On April 13, 2018, Massachusetts’ highest court ended a significant chapter in Exxon’s long-running dispute with Attorney General Maura Healey. In 2015, Healey issued a Civil Investigative Demand regarding Exxon’s knowledge of the effects of fossil fuels on climate change. Exxon then undertook what a federal judge in New York last month called “a sprawling litigation involving four different judges, at least three lawsuits, innumerable motions and a huge waste of the [New York and Massachusetts] AGs’ time and money.” (You can read a full analysis of that decision by my colleague Seth Jaffe here.) Exxon’s actions in Massachusetts’ courts have been mercifully compact, involving only one hearing in Superior Court and one hearing at the SJC (which had taken the appeal directly on its own motion). The outcome is unsurprising, but the SJC’s opinion is worth analyzing as a loud and clear statement to would-be challengers of CIDs: they face a daunting task.
Massachusetts’ long arm statute allows out-of-state entities to be brought into court if they have sufficient ties to the state. Exxon alleged its ties were insufficient, citing a franchise agreement with roughly three-hundred Exxon-branded gas stations in Massachusetts but no direct business in the Commonwealth. The SJC, citing Exxon’s ability to control advertising of its products in the franchise agreement, held that Exxon’s contacts were enough, particularly because the AG’s apparent theory of liability rests in part on advertising. Exxon also argued that the CID was overbroad as to scope and time. Invoking the AG’s authority to investigate potential violations of the law, the SJC brushed aside these arguments with little discussion.
The SJC also analyzed Exxon’s allegations of AG bias, the centerpiece of Exxon’s case in New York and, prior to the transfer of the case, Texas. Exxon argued that statements by AG Healey at a March 2016 press conference disqualified the AG as a neutral prosecutor. The SJC’s rejection of Exxon’s argument, though brief, is important. “As an elected official,” the SJC wrote, “it is reasonable that she routinely informs her constituents of the nature of her investigation.” Such “inform[ing]” is not evidence of bias, but rather part of the inherently political prioritization of issues and investigations.
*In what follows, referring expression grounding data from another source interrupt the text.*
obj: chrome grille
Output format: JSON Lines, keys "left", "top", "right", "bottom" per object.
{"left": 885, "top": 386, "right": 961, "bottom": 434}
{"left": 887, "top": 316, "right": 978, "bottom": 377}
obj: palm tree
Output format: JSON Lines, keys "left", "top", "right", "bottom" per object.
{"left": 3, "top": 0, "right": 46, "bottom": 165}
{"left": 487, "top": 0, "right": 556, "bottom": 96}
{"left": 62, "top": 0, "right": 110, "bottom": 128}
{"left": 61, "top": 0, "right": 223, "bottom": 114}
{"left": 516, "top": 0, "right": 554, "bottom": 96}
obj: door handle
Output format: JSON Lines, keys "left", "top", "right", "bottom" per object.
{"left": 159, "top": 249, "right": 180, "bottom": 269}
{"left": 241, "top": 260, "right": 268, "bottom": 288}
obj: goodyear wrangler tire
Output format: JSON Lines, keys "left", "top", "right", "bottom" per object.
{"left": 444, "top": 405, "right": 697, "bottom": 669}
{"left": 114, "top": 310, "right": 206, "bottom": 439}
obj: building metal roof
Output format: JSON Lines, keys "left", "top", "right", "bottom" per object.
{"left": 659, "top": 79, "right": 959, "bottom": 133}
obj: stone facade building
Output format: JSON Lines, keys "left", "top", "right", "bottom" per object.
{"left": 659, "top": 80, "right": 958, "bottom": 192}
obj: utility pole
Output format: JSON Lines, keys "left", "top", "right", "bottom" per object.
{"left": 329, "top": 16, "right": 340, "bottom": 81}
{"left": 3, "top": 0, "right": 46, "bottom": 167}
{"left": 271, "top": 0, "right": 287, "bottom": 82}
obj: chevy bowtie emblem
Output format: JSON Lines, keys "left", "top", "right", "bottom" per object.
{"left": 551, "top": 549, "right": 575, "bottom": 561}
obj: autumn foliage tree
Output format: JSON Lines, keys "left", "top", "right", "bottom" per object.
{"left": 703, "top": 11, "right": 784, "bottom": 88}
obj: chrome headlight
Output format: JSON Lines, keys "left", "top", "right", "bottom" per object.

An elected AG must inform prospective voters of her priorities for law enforcement.
Though the beginning of the “sprawling litigation” over the investigation is over, we anticipate that Exxon’s war will continue as the AG proceeds with the investigation in earnest.
On April 20, 2018, Exxon announced it would appeal the dismissal of its lawsuit in the Southern District of New York to the Second Circuit.